Ma questi cenni sono fin troppo elevati per la cultura di FdI. Date le sue lacune rispetto alla migliore tradizione conservatrice europea, e la mancanza di una immagine radicata nella storia italiana, il conservatorismo di FdI è allora “l’invenzione verbale di chi non sa cosa conservare”, quale senso dare alla storia d’Italia, e che consiste soltanto nella “contrapposizione valoriale al mondo progressista”.

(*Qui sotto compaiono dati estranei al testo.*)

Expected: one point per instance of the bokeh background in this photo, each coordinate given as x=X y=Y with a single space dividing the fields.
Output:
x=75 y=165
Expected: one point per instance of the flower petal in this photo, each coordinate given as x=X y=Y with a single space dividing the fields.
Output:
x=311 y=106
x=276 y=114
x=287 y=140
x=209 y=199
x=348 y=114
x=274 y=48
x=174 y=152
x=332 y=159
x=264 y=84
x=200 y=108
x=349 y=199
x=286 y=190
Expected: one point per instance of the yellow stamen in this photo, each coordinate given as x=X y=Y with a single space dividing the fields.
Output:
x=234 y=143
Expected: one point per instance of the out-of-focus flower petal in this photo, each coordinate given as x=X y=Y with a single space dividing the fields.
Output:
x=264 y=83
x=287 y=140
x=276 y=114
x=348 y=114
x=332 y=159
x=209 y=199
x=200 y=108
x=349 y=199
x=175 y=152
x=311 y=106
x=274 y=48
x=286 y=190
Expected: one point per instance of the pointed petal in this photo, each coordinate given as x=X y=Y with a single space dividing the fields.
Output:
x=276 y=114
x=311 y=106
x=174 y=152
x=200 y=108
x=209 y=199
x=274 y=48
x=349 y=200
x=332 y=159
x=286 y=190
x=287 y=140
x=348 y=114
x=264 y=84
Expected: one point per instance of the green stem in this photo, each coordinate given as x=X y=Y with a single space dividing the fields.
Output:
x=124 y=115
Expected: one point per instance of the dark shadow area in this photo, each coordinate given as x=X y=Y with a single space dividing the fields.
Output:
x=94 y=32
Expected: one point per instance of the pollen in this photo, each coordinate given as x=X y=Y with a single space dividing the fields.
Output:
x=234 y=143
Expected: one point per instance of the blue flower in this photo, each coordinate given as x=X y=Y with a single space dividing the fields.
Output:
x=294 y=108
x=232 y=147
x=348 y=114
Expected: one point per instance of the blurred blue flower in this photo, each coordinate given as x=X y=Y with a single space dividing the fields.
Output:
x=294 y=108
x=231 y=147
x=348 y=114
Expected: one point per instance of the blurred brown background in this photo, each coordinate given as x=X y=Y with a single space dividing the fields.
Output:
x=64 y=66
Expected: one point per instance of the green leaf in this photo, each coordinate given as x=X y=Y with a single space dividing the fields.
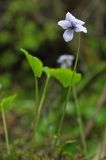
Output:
x=35 y=64
x=64 y=76
x=7 y=102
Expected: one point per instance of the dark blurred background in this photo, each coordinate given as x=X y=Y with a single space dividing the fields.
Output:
x=32 y=25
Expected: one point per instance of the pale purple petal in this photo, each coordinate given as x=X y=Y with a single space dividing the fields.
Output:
x=68 y=35
x=80 y=28
x=65 y=57
x=70 y=17
x=64 y=24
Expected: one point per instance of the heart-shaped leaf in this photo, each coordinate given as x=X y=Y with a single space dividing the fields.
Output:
x=7 y=102
x=64 y=76
x=35 y=63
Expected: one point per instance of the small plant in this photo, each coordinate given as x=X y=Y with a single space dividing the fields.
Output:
x=64 y=74
x=6 y=104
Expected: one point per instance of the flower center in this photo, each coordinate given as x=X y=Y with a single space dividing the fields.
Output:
x=72 y=27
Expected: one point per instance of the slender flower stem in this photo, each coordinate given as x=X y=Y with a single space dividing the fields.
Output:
x=80 y=121
x=5 y=130
x=40 y=105
x=67 y=96
x=36 y=91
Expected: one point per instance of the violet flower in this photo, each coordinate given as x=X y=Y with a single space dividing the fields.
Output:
x=65 y=60
x=71 y=25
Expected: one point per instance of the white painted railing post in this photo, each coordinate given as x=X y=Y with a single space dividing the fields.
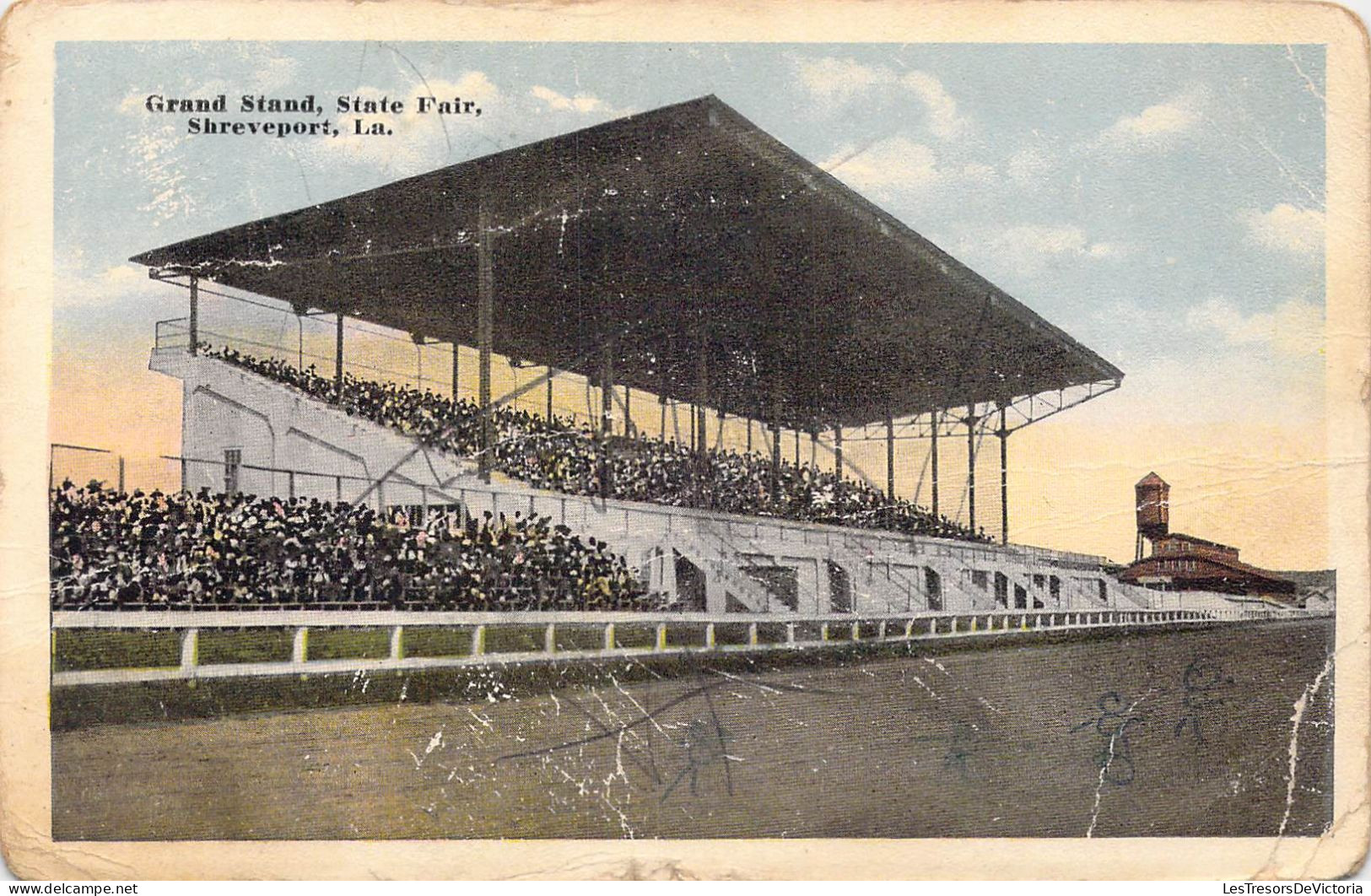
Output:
x=190 y=651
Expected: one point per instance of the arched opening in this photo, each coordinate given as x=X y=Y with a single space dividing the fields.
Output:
x=839 y=588
x=932 y=588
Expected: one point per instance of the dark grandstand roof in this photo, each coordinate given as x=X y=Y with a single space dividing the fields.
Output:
x=645 y=228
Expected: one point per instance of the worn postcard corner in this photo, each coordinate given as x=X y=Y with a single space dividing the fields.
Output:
x=642 y=441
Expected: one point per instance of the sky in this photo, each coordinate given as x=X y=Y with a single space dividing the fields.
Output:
x=1163 y=204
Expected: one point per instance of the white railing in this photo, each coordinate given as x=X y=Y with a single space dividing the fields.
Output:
x=667 y=634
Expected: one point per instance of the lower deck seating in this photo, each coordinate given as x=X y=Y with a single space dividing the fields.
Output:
x=168 y=551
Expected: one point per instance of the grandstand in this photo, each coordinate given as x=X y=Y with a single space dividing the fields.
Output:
x=679 y=256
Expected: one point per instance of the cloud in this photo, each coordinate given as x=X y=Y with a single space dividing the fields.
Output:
x=1285 y=228
x=943 y=118
x=73 y=287
x=1292 y=327
x=417 y=143
x=1156 y=127
x=581 y=103
x=839 y=81
x=1033 y=247
x=899 y=165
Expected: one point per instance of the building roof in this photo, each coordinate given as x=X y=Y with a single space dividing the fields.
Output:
x=651 y=229
x=1233 y=569
x=1180 y=536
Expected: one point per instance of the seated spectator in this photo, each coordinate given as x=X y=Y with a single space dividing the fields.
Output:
x=564 y=456
x=228 y=551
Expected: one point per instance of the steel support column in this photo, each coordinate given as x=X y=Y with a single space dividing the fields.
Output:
x=337 y=359
x=890 y=458
x=971 y=466
x=775 y=458
x=607 y=417
x=701 y=389
x=932 y=456
x=1004 y=478
x=486 y=332
x=838 y=451
x=195 y=316
x=456 y=371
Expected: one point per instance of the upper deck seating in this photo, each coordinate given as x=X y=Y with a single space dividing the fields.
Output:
x=564 y=456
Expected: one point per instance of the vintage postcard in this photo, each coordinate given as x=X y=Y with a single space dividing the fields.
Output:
x=818 y=440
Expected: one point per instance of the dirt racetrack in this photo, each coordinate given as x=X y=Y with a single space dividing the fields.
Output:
x=1147 y=733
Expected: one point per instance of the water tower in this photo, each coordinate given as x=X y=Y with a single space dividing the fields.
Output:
x=1153 y=509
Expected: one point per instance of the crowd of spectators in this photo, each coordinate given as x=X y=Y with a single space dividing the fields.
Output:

Qui, la destra oggi al potere mostra tutta la sua inconsistenza e debolezza. Certo è abile nel gestire il discontento, tatticamente capace di passare dall’antieuropeismo iniziale allo stare in Europa come Nazione. Ma quell’orgoglio nazionale proclamato “sembra piuttosto un’involontaria ammissione di debolezza, un sintomo di un complesso di inferiorità” (p. 98).

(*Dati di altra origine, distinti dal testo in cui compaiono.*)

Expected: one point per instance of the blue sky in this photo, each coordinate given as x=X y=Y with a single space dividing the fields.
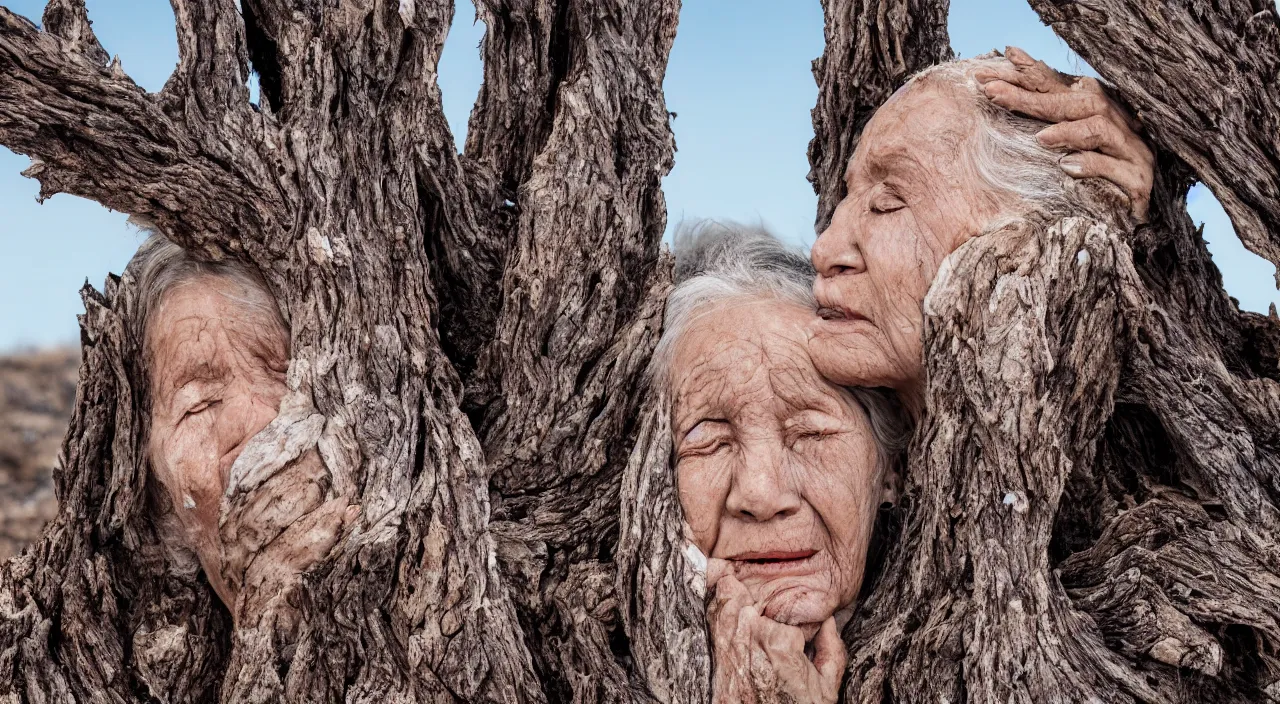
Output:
x=739 y=81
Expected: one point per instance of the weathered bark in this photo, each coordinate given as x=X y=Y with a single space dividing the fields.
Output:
x=1091 y=503
x=520 y=282
x=1092 y=494
x=873 y=46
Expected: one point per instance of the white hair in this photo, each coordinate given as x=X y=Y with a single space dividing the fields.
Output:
x=1004 y=150
x=720 y=263
x=159 y=266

Tutto è quindi solo politica. E qui FdI è stata indubbiamente capace, certo più dei suoi rivali a sinistra: plebiscitarismo verticistico con la proposta dell’elezione diretta del premier; privatezza con lo smantellamento del welfare universale a favore di misure personali; riduzione della sfera pubblica; indebolimento della magistratura; difesa delle corporazioni (taxisti, balneari, agricoltori, ambulanti etc. sono la realtà materiale dello “Stato dei padroncini” cui guarda FdI). Pragmatismo atlantista in politica estera, ma discontinuità in quella interna: il passaggio al premierato elettivo. Con questa riforma, colpo di grazia a un sistema in agonia (p. 120), ad una fase elettorale di blocchi contrapposti seguiranno cinque anni di pieno potere dell’esecutivo, anzi del solo capo dell’esecutivo plebiscitato dall’elezione diretta, con conseguente perdita di ruolo del Parlamento e del capo dello Stato e con il passaggio a una “democrazia d’investitura”.
L’altro aspetto critico è quello della legge sull’autonomia differenziata delle Regioni, voluta dalla Lega e accolta dal governo, che porterebbe ad accentuare la distanza tra Nord e Sud: in tal modo “quello che fece la Destra storica viene in pratica disfatto dalla destra contemporanea” (p. 112).
Il rischio è che la destra diventi così la madre della vera Seconda Repubblica, mentre era stata esclusa dal momento originario della Prima Repubblica. A questa evidente forzatura della Costituzione da parte del governo di destra oggi in carica, l’opposizione dovrebbe saper rispondere con proposte alternative, non con il solo rifiuto. Galli nelle conclusioni indica la strada (“se la politica avesse ancora in sé energia e capacità di grandezza”) di una vera assemblea costituente speciale (quindi “almeno i principi fondamentali non andrebbero riscritti”), come quella che fu alla base della Prima Repubblica.
FdI è quindi una destra che è entrata al potere per restare, e alla cui politica bisognerebbe allora saper contrapporre un’altra politica, più radicale, a questa narrazione un’altra narrazione, più incisiva (p. 123). Sapremo farlo? Iniziamo tutti leggendo a fondo questo libro.